Nearly a decade has passed since the Zika virus epidemic shook Brazil and alarmed the world. The virus, carried mainly by Aedes aegypti mosquitoes, left behind devastating consequences, particularly for pregnant women and their babies. Images of newborns affected by microcephaly—an abnormal smallness of the head caused by impaired brain development—became emblematic of the epidemic’s cruelty.
Though the outbreak eventually receded, Zika never truly disappeared. The virus remains a public health threat, especially in tropical regions where mosquitoes thrive. For years, researchers have been racing against time to develop a vaccine that can both protect against infection and prevent the severe consequences it brings.

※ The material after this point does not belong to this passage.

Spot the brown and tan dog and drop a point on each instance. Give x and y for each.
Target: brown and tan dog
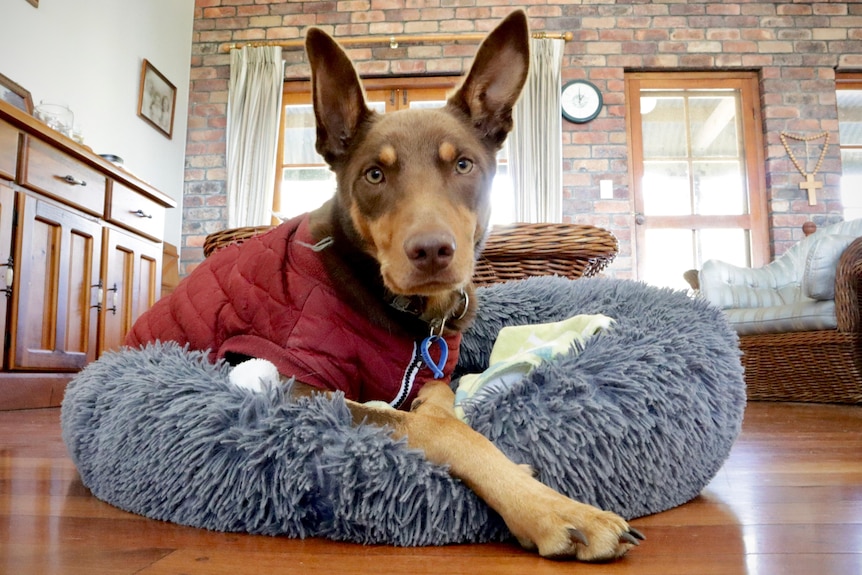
(407, 222)
(413, 194)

Now, a team at the Institute of Tropical Medicine of the University of São Paulo’s Medical School (IMT-FM-USP) has made a breakthrough. Their newly developed vaccine has shown remarkable success in preclinical tests with mice, offering not just protection against the virus, but also shielding the animals from brain and testicular damage—two of the most concerning complications of Zika.
Building a Safer Vaccine
At the heart of this achievement is a technology known as “virus-like particles” (VLPs). Unlike traditional vaccines, which rely on weakened or inactivated versions of the virus, VLP-based vaccines are safer. They don’t contain the pathogen’s genetic material. Instead, they mimic the virus’s outer shell, tricking the immune system into mounting a defense without the risk of causing disease.
Dr. Gustavo Cabral de Miranda, one of the lead researchers, explains it this way: “We designed a formulation that can neutralize the pathogen and protect rodents from both brain inflammation and testicular damage. This approach makes the vaccine much safer and more economical to produce, without needing additional substances to enhance the immune response.”
The vaccine uses a well-established VLP platform called QβVLP. To this structure, the scientists attached a crucial part of the Zika virus envelope known as EDIII—an antigen that helps the virus connect to human cells. By presenting EDIII on the surface of the VLP, the vaccine essentially trains the immune system to recognize and block the virus before it can invade.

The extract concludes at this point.